Tests of selection in pooled case-control data: an empirical study

Front Genet. 2011 Nov 28:2:83. doi: 10.3389/fgene.2011.00083. eCollection 2011.

Abstract

For smaller organisms with faster breeding cycles, artificial selection can be used to create sub-populations with different phenotypic traits. Genetic tests can be employed to identify the causal markers for the phenotypes, as a precursor to engineering strains with a combination of traits. Traditional approaches involve analyzing crosses of inbred strains to test for co-segregation with genetic markers. Here we take advantage of cheaper next generation sequencing techniques to identify genetic signatures of adaptation to the selection constraints. Obtaining individual sequencing data is often unrealistic due to cost and sample issues, so we focus on pooled genomic data. We explore a series of statistical tests for selection using pooled case (under selection) and control populations.
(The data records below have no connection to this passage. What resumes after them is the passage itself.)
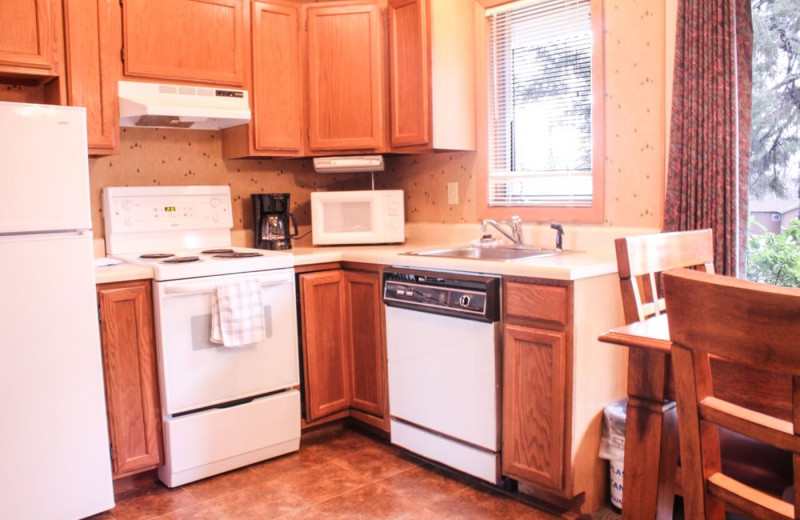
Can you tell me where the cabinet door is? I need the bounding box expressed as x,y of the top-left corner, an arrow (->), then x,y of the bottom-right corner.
0,0 -> 60,76
503,325 -> 567,491
97,281 -> 163,478
303,4 -> 385,152
122,0 -> 249,87
252,2 -> 304,155
299,269 -> 350,421
64,0 -> 120,155
344,271 -> 386,417
389,0 -> 431,147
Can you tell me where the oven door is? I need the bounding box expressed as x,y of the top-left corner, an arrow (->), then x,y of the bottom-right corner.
155,269 -> 299,415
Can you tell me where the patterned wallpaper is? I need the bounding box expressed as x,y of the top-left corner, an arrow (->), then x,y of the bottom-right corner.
90,0 -> 666,237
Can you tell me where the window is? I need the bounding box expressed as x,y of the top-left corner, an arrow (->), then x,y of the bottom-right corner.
486,0 -> 603,221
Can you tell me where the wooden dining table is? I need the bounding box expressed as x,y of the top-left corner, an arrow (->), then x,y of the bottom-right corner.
598,314 -> 791,520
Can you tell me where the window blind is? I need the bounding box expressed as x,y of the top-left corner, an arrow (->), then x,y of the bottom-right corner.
487,0 -> 592,207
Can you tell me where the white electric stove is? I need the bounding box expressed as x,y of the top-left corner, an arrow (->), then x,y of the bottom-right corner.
103,186 -> 300,487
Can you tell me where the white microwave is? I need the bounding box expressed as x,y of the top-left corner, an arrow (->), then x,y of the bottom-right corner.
311,190 -> 406,245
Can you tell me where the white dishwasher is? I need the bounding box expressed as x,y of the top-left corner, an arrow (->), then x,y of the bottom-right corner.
383,267 -> 500,484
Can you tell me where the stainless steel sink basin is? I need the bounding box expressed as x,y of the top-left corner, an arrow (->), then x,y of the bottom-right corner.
403,246 -> 562,262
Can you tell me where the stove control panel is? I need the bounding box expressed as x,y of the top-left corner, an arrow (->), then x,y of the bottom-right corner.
103,186 -> 233,233
103,186 -> 233,254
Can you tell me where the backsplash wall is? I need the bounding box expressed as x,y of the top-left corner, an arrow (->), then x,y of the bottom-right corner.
90,0 -> 674,238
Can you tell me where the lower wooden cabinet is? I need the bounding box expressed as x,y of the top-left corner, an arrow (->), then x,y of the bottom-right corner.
502,274 -> 627,514
97,280 -> 163,478
298,268 -> 389,431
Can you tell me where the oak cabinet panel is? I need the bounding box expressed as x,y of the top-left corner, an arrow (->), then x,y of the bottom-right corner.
299,269 -> 350,421
303,3 -> 386,153
503,325 -> 566,490
0,0 -> 61,78
97,281 -> 163,478
122,0 -> 249,87
222,0 -> 305,158
344,271 -> 386,417
389,0 -> 477,152
298,269 -> 389,431
64,0 -> 121,155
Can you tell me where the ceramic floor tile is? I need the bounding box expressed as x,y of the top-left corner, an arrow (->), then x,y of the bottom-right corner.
317,483 -> 414,520
333,446 -> 418,481
150,504 -> 215,520
183,470 -> 258,500
204,482 -> 309,520
111,484 -> 197,520
100,429 -> 604,520
273,461 -> 369,504
381,466 -> 469,504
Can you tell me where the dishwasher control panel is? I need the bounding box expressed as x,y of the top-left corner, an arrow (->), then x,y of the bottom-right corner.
383,267 -> 500,322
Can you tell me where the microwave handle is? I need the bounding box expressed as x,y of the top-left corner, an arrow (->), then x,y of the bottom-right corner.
164,279 -> 291,295
289,213 -> 297,238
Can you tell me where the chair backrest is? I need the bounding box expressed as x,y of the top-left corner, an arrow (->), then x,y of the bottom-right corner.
663,269 -> 800,520
615,229 -> 714,323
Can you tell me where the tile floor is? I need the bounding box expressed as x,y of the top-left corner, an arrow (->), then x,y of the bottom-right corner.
92,429 -> 620,520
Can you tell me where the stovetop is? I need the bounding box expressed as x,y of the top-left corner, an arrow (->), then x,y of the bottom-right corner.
113,247 -> 294,281
103,186 -> 294,281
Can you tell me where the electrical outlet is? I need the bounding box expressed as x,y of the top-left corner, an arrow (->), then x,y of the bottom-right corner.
447,181 -> 458,204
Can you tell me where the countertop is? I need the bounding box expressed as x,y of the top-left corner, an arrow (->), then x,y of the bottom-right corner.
95,224 -> 658,283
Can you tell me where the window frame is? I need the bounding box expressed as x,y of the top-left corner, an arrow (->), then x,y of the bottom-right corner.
477,0 -> 605,223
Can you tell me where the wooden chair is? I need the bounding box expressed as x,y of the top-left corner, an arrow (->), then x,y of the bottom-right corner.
615,229 -> 714,323
663,269 -> 800,520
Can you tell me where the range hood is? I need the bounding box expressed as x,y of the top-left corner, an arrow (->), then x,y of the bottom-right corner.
314,155 -> 383,173
119,81 -> 250,130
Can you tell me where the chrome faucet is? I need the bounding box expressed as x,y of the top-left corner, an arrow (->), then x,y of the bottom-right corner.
481,216 -> 522,246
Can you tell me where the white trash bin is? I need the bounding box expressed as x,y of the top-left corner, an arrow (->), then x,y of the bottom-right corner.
598,397 -> 628,509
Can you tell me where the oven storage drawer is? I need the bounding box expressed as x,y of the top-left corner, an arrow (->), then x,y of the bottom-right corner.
158,390 -> 300,487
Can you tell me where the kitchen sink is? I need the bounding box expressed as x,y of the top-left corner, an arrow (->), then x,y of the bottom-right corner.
403,246 -> 562,262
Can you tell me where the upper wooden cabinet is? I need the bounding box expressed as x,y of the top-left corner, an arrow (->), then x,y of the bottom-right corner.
64,0 -> 121,155
222,0 -> 305,157
223,0 -> 388,158
389,0 -> 476,152
122,0 -> 249,87
0,0 -> 61,79
303,2 -> 386,154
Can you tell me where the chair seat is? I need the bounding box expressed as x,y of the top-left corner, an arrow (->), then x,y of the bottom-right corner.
719,428 -> 792,497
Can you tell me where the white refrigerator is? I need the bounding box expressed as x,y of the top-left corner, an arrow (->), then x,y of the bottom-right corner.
0,102 -> 114,520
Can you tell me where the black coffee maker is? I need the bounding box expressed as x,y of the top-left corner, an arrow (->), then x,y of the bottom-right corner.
250,193 -> 297,249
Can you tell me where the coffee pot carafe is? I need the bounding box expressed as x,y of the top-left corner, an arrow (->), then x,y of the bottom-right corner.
250,193 -> 297,250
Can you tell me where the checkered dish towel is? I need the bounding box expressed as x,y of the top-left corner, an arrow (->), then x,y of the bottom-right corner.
211,278 -> 266,347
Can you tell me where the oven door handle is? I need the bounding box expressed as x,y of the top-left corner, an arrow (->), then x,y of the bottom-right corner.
164,278 -> 292,295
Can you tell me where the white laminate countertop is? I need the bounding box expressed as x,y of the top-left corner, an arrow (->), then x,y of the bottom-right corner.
95,224 -> 658,283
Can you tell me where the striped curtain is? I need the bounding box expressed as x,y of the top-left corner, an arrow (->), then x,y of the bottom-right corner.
664,0 -> 753,276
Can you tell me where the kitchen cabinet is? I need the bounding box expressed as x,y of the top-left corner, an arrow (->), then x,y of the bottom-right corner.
0,0 -> 63,81
64,0 -> 121,155
344,269 -> 388,430
502,275 -> 627,513
97,280 -> 163,478
389,0 -> 476,152
223,0 -> 387,158
222,0 -> 305,157
303,2 -> 386,154
298,264 -> 389,431
298,269 -> 351,421
121,0 -> 250,87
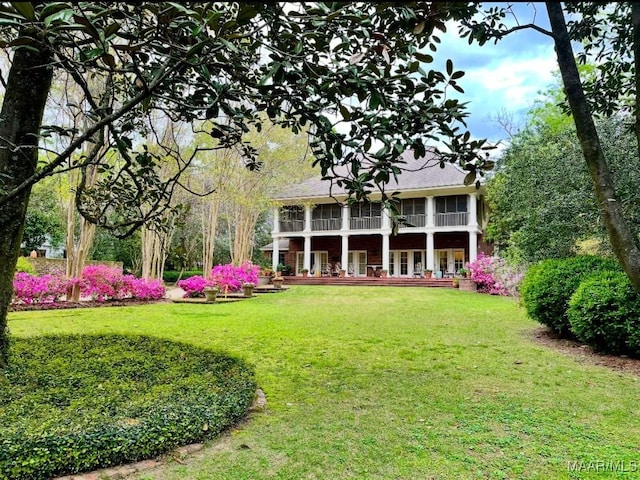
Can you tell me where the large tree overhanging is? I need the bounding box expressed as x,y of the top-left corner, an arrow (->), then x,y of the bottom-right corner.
462,2 -> 640,290
0,2 -> 492,368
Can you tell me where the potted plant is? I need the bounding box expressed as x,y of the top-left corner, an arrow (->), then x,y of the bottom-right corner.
458,267 -> 469,278
258,268 -> 273,285
202,285 -> 220,302
242,282 -> 256,297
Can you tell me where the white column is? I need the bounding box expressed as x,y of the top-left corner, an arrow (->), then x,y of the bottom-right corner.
271,207 -> 280,233
342,205 -> 351,230
382,233 -> 390,271
340,235 -> 349,274
302,235 -> 311,272
469,230 -> 478,262
271,237 -> 280,272
427,197 -> 435,227
304,205 -> 311,232
425,232 -> 436,272
381,207 -> 391,230
469,193 -> 478,227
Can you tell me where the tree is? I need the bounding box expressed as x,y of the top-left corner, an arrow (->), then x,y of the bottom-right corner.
23,182 -> 64,253
0,2 -> 486,368
487,109 -> 640,263
462,2 -> 640,290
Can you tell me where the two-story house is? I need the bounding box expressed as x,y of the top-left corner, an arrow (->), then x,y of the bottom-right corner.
264,152 -> 486,277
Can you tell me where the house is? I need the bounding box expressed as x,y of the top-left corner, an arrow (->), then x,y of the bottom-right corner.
266,152 -> 489,277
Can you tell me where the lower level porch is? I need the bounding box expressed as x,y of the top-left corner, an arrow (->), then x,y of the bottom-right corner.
264,232 -> 484,280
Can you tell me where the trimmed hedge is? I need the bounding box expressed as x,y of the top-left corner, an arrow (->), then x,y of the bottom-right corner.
520,255 -> 620,337
162,270 -> 202,283
0,335 -> 256,479
567,272 -> 640,357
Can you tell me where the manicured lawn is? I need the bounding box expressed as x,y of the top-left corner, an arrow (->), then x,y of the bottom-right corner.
9,286 -> 640,480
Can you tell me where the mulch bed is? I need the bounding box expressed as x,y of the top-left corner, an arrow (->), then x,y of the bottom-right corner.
532,327 -> 640,376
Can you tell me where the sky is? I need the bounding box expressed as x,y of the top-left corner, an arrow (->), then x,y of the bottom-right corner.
433,2 -> 557,152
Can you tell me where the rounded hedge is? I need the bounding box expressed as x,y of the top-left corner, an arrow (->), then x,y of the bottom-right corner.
567,272 -> 640,357
0,335 -> 256,479
520,255 -> 620,337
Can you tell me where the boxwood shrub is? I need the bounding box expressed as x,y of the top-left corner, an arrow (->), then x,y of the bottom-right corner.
568,272 -> 640,357
520,255 -> 620,337
0,335 -> 256,479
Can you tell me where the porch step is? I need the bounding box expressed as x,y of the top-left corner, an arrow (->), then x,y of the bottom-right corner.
284,276 -> 453,288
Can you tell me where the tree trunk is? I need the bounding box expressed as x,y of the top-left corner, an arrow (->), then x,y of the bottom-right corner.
546,2 -> 640,290
0,48 -> 53,369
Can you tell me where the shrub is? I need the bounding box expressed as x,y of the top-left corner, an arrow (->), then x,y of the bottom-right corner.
567,272 -> 640,357
13,272 -> 69,305
176,275 -> 213,298
211,262 -> 260,292
16,257 -> 37,275
520,255 -> 620,336
162,270 -> 202,283
460,253 -> 523,296
0,335 -> 256,479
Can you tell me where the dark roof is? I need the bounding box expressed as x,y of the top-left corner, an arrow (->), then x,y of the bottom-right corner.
272,147 -> 467,199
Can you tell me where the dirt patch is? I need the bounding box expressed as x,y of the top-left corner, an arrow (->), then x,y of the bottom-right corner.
531,327 -> 640,376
The tests generally capture skews in the scaled frequency spectrum of alleles in a region, which are indicative of a selective sweep. Extensive simulations are used to show that these approaches work well for a wide range of population divergence times and strong selective pressures. Control vs control simulations are used to determine an empirical False Positive Rate, and regions under selection are determined using a 1% FPR level. We show that pooling does not have a significant impact on statistical power. The tests are also robust to reasonable variations in several different parameters, including window size, base-calling error rate, and sequencing coverage. We then demonstrate the viability (and the challenges) of one of these methods in two independent Drosophila populations (Drosophila melanogaster) bred under selection for hypoxia and accelerated development, respectively. Testing for extreme hypoxia tolerance showed clear signals of selection, pointing to loci that are important for hypoxia adaptation. Overall, we outline a strategy for finding regions under selection using pooled sequences, then devise optimal tests for that strategy. The approaches show promise for detecting selection, even several generations after fixation of the beneficial allele has occurred.

Keywords: case-control framework; sequence pooling; tests of selection.